OGM : le Haut conseil des biotechnologies réclame une nouvelle étude indépendante
DossierLe Haut conseil des biotechnologies réfute l’étude du professeur Séralini sur les OGM NK603. Devant l’inquiétude suscitée, il réclame néanmoins l’entreprise de nouvelles recherches indépendantes.
L’étude choc du professeur Gilles-Éric Séralini sur la dangerosité du maïs OGM, réalisée sur des rats, a décidément du mal à convaincre. Le Haut conseil des biotechnologies (HBC), mandaté par le gouvernement pour analyser les travaux du chercheur, a rendu un avis critique ce lundi matin : selon lui, cette étude ne peut être retenue pour démontrer les risques du maïs produit par la firme américaine Monsanto.
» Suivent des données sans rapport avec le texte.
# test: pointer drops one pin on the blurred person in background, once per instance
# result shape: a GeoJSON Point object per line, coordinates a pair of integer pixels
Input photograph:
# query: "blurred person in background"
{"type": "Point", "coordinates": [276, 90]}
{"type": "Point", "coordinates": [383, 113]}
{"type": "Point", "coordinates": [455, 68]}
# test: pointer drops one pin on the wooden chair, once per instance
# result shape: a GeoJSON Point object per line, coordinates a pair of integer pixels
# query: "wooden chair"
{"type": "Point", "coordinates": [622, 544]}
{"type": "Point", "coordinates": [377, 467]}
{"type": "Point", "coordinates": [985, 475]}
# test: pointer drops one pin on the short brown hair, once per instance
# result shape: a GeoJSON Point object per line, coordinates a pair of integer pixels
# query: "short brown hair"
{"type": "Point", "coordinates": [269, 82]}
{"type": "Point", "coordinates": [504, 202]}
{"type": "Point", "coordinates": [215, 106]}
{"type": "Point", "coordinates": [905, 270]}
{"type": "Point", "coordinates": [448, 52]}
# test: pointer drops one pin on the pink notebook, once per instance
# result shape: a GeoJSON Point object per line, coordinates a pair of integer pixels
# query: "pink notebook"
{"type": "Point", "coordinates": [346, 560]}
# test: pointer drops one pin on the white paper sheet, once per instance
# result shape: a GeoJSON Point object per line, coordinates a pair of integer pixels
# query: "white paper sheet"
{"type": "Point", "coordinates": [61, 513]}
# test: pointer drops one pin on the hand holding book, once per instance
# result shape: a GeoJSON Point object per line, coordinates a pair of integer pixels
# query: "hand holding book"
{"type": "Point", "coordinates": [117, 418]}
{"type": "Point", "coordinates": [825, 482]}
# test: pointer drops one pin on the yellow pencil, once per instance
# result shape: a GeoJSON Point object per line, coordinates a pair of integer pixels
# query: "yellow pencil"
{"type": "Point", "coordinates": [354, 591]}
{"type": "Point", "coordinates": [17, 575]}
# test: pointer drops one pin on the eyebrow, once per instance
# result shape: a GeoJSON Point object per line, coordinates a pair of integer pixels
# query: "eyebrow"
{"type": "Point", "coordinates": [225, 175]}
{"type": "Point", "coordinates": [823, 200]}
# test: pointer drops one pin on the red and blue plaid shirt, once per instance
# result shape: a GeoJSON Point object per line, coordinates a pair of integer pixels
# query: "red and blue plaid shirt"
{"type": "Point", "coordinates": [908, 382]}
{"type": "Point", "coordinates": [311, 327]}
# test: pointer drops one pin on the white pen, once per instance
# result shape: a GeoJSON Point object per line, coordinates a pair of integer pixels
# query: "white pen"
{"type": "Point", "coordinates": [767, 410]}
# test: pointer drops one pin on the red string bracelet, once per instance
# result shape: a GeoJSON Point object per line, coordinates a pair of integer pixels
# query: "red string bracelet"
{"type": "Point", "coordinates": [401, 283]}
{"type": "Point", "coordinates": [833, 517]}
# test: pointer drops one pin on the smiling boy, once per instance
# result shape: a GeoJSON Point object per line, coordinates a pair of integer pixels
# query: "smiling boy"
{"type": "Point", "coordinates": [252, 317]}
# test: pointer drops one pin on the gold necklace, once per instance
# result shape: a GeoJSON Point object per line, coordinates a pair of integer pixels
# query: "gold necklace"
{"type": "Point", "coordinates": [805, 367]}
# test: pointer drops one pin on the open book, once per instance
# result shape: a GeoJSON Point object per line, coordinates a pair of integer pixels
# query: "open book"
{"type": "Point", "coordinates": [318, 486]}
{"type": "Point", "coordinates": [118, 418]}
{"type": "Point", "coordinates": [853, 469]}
Le HCB estime qu’il n’y a « pas de causalité entre les événements observés (la formation de tumeurs chez les rats, ndlr) et la consommation de maïs NK603, traité ou non avec l'herbicide Roundup ». « Le dispositif expérimental mis en œuvre est inadapté aux objectifs de l'étude », juge également l’organisme. Il est notamment reproché au Pr Séralini d’avoir utilisé « un nombre de rats par groupe insuffisant (...) pour pouvoir conclure à des effets statistiquement significatifs ». En outre, « les conclusions d'effets délétères de la consommation de maïs NK603 ne sont pas soutenues par l'analyse des résultats présentés dans l'article » publié dans la revue scientifique Food and Chemical Toxicology le 19 septembre, conclut le HCB.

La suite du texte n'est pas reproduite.